Hmm, Maybe I should go with a 24 x 18 x 18 = 33.6 gallons then?
Or 18 x 18 x 18 = 25 gallons. Then keep them as a group of 5? 

The problem will be to see what I can find here in Spokane. Trust me the selection is NOT GOOD. Time to make some phone calls.

Thoughts now?
Steve


----------



## Pumilo (Sep 4, 2010)

My groups of 4 are each in a custom, 25 gallon, slope front viv. 12" x 24" x 24" tall.


----------



## Steverd (Sep 4, 2011)

Damn, EVERYONE here stopped carring Exo Terra terrariums here and all have switch to ZooMed. WTF happened? I love the double doors on Exo Terra. But looks like I will have to try the single door ZooMed terrarium. 

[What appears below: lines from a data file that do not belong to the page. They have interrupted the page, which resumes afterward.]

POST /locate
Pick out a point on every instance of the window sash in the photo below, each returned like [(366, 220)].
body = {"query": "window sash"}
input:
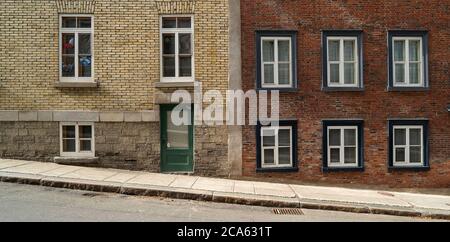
[(275, 63), (177, 55), (407, 146), (342, 146), (276, 147), (76, 32), (342, 62), (78, 152), (406, 62)]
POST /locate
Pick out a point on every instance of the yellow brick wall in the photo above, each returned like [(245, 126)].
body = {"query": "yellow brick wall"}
[(126, 52)]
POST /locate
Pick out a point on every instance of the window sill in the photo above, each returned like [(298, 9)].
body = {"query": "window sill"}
[(285, 169), (77, 84), (76, 160), (408, 89), (409, 168), (281, 89), (342, 169), (343, 89), (175, 84)]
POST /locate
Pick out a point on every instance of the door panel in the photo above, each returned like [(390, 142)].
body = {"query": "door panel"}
[(176, 142)]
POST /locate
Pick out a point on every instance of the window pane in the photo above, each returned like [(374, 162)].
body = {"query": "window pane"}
[(400, 73), (68, 132), (85, 145), (333, 50), (84, 44), (335, 137), (186, 66), (400, 155), (185, 43), (414, 50), (68, 66), (69, 145), (177, 135), (84, 22), (283, 50), (85, 131), (268, 51), (283, 74), (415, 137), (284, 137), (269, 157), (85, 66), (268, 74), (334, 73), (415, 155), (68, 42), (184, 22), (349, 155), (350, 137), (414, 73), (168, 44), (284, 156), (400, 136), (349, 50), (268, 138), (69, 22), (169, 22), (335, 155), (399, 50), (349, 73), (169, 66)]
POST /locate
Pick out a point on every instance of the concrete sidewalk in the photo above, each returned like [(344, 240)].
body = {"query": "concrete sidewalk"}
[(224, 190)]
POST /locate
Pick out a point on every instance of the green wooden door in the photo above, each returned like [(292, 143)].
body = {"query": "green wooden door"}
[(177, 142)]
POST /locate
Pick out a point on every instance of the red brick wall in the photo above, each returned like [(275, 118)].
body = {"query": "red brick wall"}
[(375, 105)]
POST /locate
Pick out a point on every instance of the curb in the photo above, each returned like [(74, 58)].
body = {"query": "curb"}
[(219, 197)]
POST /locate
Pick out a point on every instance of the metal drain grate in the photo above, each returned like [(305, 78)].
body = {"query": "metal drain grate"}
[(287, 211)]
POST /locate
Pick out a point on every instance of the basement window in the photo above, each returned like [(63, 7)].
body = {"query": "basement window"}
[(77, 139), (76, 48), (277, 146)]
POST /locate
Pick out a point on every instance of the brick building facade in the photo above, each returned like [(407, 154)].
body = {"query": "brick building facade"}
[(364, 89)]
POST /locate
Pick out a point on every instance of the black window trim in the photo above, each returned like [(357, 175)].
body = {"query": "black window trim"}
[(277, 33), (287, 122), (342, 33), (426, 154), (348, 122), (408, 33)]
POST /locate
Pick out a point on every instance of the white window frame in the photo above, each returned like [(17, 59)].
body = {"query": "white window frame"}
[(276, 147), (406, 62), (177, 31), (407, 146), (342, 61), (342, 147), (76, 31), (276, 62), (77, 153)]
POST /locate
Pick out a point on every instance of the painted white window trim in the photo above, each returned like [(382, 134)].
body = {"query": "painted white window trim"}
[(276, 147), (77, 153), (76, 31), (177, 31), (276, 62), (342, 62), (342, 147), (406, 62), (407, 147)]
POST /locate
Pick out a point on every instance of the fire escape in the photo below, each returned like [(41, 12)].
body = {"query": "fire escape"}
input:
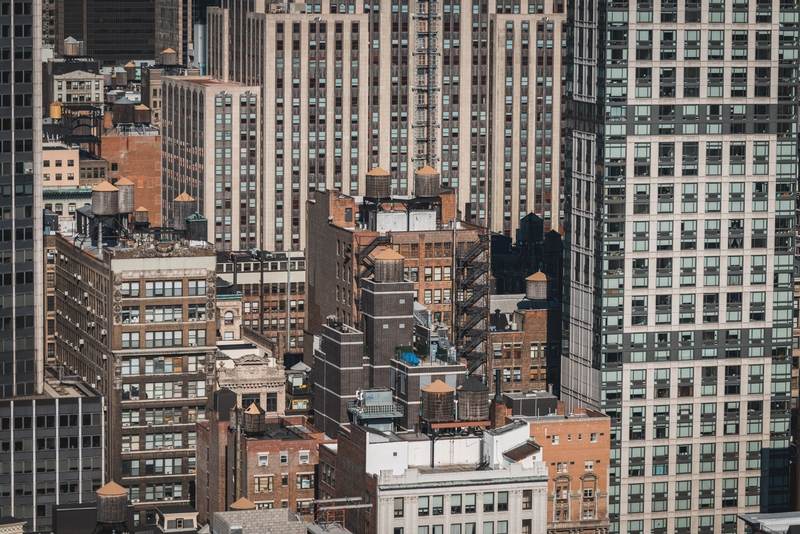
[(472, 303), (426, 88)]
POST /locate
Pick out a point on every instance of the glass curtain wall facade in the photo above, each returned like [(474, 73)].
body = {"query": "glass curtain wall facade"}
[(681, 168), (20, 198)]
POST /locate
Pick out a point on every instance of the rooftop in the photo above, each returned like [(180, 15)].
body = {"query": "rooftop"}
[(779, 523)]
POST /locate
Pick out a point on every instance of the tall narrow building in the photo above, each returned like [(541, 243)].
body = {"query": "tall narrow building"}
[(21, 277), (681, 151), (472, 90)]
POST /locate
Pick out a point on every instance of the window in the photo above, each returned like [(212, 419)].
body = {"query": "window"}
[(262, 484), (502, 501), (455, 504), (469, 503), (423, 506), (305, 481), (488, 502), (398, 506)]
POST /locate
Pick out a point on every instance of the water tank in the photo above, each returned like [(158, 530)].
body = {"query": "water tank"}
[(536, 286), (253, 420), (389, 266), (112, 504), (73, 47), (169, 57), (473, 400), (124, 110), (378, 184), (438, 400), (55, 110), (141, 215), (105, 199), (243, 504), (141, 114), (426, 182), (127, 190), (130, 69), (184, 205), (196, 227)]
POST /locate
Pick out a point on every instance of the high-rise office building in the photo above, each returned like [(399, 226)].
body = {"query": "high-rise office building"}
[(112, 32), (219, 165), (21, 300), (138, 322), (472, 90), (680, 201)]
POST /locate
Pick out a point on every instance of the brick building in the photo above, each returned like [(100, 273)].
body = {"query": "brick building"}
[(576, 450), (135, 153), (525, 337), (210, 126), (262, 280), (277, 467), (415, 485), (138, 320), (346, 232)]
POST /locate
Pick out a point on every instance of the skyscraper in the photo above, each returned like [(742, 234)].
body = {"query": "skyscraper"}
[(21, 199), (470, 89), (112, 32), (681, 150)]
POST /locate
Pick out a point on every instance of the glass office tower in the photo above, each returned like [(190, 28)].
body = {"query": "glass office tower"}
[(681, 168), (20, 198)]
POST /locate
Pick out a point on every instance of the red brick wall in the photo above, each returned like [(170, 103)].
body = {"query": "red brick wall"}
[(138, 159), (574, 449), (211, 464)]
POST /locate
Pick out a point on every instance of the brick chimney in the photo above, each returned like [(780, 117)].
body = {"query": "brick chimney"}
[(498, 408)]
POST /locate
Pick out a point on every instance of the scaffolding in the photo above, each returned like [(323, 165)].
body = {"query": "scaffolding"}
[(426, 86)]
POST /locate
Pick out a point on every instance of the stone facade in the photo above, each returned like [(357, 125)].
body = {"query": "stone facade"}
[(258, 522)]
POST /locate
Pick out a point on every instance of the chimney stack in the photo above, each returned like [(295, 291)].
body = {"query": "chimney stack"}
[(498, 408)]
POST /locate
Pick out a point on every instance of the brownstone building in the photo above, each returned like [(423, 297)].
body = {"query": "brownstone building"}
[(576, 449), (137, 321), (274, 468), (135, 153), (345, 233), (524, 335), (263, 280)]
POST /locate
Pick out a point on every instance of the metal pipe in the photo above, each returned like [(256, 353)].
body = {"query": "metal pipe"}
[(238, 455)]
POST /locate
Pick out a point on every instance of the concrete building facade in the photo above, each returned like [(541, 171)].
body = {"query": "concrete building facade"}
[(211, 150), (679, 235), (474, 91), (414, 487), (138, 320), (51, 450), (21, 294)]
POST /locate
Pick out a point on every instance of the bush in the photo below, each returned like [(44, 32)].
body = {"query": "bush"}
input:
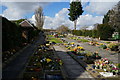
[(103, 46), (113, 46)]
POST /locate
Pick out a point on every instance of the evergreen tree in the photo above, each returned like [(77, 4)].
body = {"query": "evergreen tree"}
[(75, 11)]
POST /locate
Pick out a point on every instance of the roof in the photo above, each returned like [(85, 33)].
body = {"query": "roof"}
[(26, 23)]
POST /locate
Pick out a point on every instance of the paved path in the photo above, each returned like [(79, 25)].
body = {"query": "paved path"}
[(18, 64), (105, 54), (72, 68)]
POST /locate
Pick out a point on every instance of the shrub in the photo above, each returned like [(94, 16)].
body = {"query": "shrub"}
[(113, 46)]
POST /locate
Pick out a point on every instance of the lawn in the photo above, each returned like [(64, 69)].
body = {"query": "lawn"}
[(56, 40), (83, 40), (50, 35)]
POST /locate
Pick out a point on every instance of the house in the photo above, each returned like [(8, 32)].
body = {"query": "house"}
[(26, 27)]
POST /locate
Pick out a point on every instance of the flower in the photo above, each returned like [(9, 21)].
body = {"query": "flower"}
[(79, 47), (72, 43)]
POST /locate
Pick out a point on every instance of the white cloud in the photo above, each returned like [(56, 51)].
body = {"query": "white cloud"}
[(34, 0), (16, 10), (88, 20), (61, 18), (100, 8)]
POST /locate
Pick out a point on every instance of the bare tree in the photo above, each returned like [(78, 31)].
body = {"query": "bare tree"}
[(63, 29), (39, 17)]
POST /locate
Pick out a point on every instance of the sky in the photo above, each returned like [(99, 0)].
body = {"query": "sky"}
[(56, 11)]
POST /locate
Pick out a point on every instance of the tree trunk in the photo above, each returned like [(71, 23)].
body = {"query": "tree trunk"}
[(75, 22)]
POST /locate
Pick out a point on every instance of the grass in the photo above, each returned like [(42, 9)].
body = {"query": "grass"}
[(55, 40), (83, 40), (50, 35)]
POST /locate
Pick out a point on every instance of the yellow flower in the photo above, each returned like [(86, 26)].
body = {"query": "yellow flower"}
[(48, 60)]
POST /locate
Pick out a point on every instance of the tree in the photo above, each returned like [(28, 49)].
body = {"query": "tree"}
[(63, 29), (75, 11), (39, 17), (104, 31)]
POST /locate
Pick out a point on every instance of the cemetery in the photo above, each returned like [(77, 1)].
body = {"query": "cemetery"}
[(71, 40)]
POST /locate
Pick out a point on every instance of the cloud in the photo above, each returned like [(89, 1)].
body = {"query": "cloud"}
[(17, 10), (61, 18), (88, 20), (100, 8), (34, 0)]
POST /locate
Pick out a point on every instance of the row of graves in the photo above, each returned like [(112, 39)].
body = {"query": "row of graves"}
[(103, 66), (43, 65), (111, 46)]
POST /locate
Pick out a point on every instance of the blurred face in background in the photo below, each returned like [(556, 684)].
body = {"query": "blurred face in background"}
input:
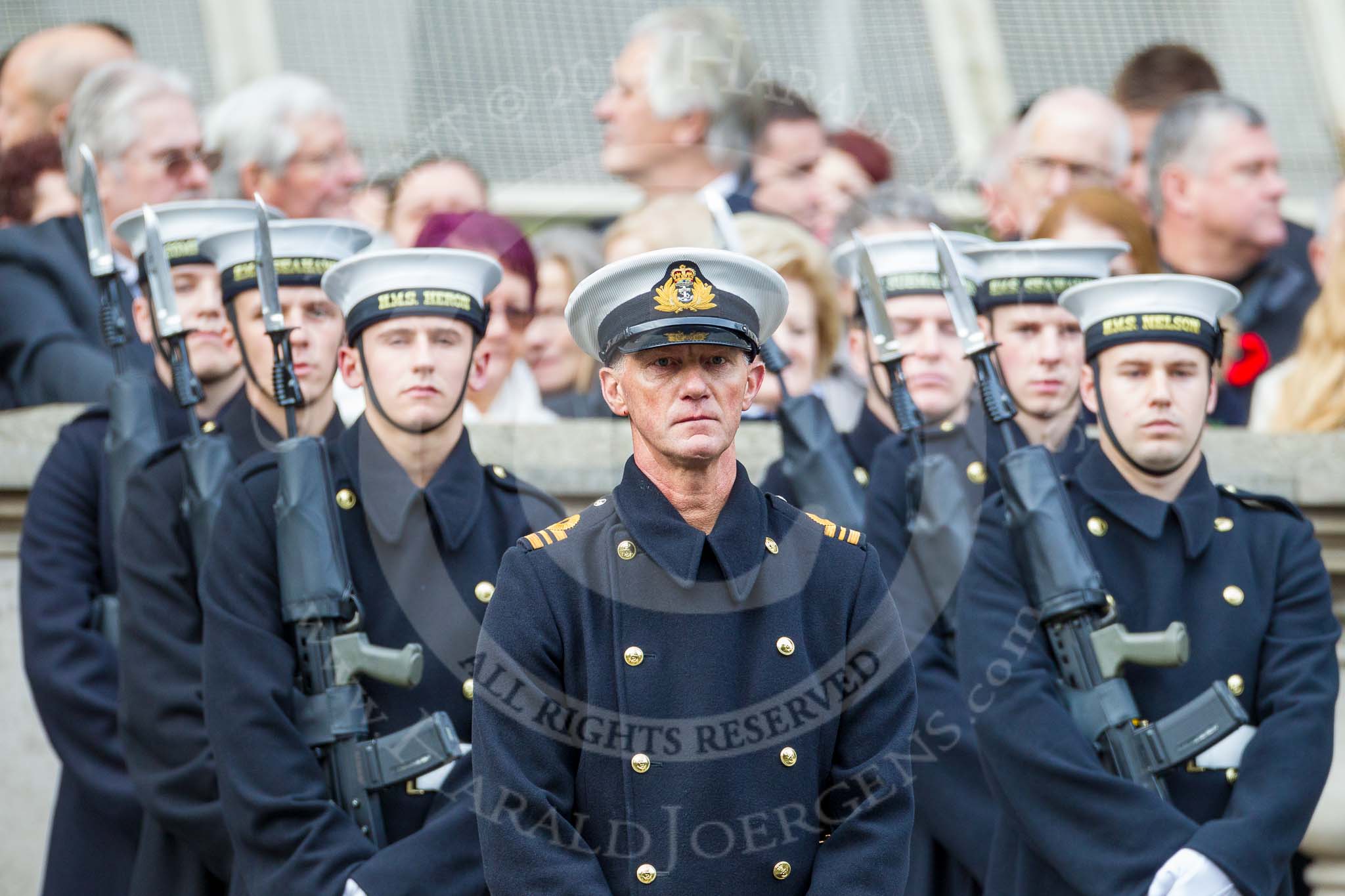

I like the idea of have all five together so now I will have to find something larger here. Back to the phones.

Steve


----------



## Steverd (Sep 4, 2011)

OK, just got home with the very last 24x18x18 terrarium in town. Someone told me Exo Terra stopped making this size. Don't know if it's true. Now I have four terrariums under construction, But this one will get the most attention and a fast build. I had to go with 18" high since that's the max for my shelves and still fix lights over it. I think I even have a piece of glass already cut in this size 









Thanks everyone for the advice.
Steve


----------



## pdfCrazy (Feb 28, 2012)

I keep 6 together in an 18 deep x 24 wide x 36 high Exo terra. Theres at least 2 males in there. I have seen zero aggression. If I had it to do over again, I would not have doen a tank this big. I would have done pairs or trios in 18x18x24's. The current one is about 75 gallon. No breedign yet, but they are still young. Lotsa calling though.


----------